By Harry McCracken | Wednesday, January 25, 2012 at 9:43 am
I’m still hoping that Android 4.0 Ice Cream Sandwich will help make Android tablets interesting to consumers in a way that Honeycomb-based Android tablets have not been. I haven’t tried one for myself yet. But JR Raphael of Computerworld has an Asus Transformer Prime with ICS–and he’s put together a nice walkthrough of the interface.
January 25th, 2012 at 10:03 am
The problem with Android tablets is not the hardware or OS. It is the apps and the price. There are just far fewer apps for Android tablets than for the iPad and thus they do not give the consumer the same value. ICS makes it much easier to "port" phone apps to a tablet, so hopefully this situation will improve over time.
January 25th, 2012 at 1:09 pm
Ice Cream sandwich won't really do much to raise comsumer interest in Android tablet, because it doesn't really address any of the fundamental problems of Honeycomb. There are still very few native, tablet-optimized apps available, and compatibility with 2.x apps is still shoddy. There's still a giant black bar at the bottom of the screen. There are still various controls haphazardly placed at each corner of the screen. Google hasn't really "fixed" Honeycomb. They've just cleaned up the code a bit, and it runs a little faster now.
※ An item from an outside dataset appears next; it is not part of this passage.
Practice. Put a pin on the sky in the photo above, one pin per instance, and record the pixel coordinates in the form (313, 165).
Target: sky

It's no coincidence that the tablets that do have consumer interest, i.e. the Kindle Fire and Nook Tablet, have thrown away the entire Android interface, and have focused on delivering something that people can understand.
However, I expect a lot of people will adopt "real" Android tablets this year, based solely on price. The iPad is firmly locked at $500, while 10" Android tablets start at $300. Price-sensitive consumers will like pick them up without fully understanding the drawbacks of Android on a tablet.
January 25th, 2012 at 3:00 pm
Agreed. Price will decide. By sometime in '13, 'droid O/S tablets will be outselling Apple's.
January 26th, 2012 at 8:53 am
There's still too much of the 'Ooh isn't Tron cool' stuff going on ICS for my liking. Which hampers general appeal. To me it looks like something a 12 year old sci fi nerd thinks is good design rather than actually being good design.